The Luangwa flows along four-fifths of the Luangwa Rift Valley to the point where it meets the Lukusashi and the Lunsemfwa which has come from the opposite direction. At one time, millions of years ago, there was no way out and the Luangwa Rift filled with a Rift Valley Lake called the Madumabisa Lake, which rivalled Lake Malawi in size. The water of the lake overflowed in a river to the south-west, towards what is now the Kalahari, where it combined with the Okavango, Upper Zambezi, Cuando and Kafue rivers, emptying into the Limpopo River and flowing to the Indian Ocean.

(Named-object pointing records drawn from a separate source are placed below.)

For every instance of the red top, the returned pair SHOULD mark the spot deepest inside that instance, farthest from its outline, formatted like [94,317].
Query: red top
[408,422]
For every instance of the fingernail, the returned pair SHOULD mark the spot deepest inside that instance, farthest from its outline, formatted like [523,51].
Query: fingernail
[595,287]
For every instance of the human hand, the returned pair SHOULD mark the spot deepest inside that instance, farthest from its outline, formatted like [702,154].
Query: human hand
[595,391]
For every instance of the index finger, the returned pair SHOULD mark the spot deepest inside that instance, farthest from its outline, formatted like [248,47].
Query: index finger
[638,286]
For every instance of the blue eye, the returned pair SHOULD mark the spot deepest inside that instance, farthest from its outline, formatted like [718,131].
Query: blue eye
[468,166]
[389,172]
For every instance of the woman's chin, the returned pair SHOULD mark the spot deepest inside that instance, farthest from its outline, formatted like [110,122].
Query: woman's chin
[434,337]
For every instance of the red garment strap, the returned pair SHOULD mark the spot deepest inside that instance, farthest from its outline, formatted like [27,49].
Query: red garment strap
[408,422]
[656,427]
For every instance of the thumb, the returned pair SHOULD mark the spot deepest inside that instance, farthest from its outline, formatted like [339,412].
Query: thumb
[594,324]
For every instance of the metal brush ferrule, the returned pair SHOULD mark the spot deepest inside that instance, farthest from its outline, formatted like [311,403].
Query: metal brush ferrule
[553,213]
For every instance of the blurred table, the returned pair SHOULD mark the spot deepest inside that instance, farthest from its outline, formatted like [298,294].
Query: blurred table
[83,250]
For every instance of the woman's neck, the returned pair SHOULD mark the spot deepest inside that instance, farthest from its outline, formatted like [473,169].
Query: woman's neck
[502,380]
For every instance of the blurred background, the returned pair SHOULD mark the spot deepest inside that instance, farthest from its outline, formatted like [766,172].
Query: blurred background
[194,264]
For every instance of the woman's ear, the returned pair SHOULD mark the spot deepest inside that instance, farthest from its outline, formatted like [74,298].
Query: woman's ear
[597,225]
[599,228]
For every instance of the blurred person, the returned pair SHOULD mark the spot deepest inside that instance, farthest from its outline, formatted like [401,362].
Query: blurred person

Several geological events combined to produce the current river systems. Faulting produced another graben just to the south of the Luangwa Rift, and running east–west: the Zambezi Rift Valley and the Chicoa Trough. A tributary of the Shire River at the south end of the Great Rift Valley then cut back eastwards through the Chicao Trough and Zambezi Valley, capturing the southerly overspill of the Madumabisa Lake. This tributary became the Zambezi, which over millions of years captured the Kafue, Cuando and the upper Zambezi. Faulting lowered the land between the Luangwa Rift and the Zambezi Rift allowing Madumabisa Lake to drain out into the Zambezi in a channel which became the lower Luangwa River.

The Luangwa as a barrier

The Luangwa Rift Valley and rivers within it form a natural barrier, with a very low population density. This, the steepness of the terrain, and the existence of the wildlife reserves have resulted in no highways crossing the valley between the Lusaka-Kabwe roads in the west and the Isoka-Chisenga road in the north, a distance of about 800 km. The lower Luangwa Valley is crossed by just one road, the Great East Road at the Luangwa Bridge, about 10 km south of the Luangwa-Lunsemfwa confluence.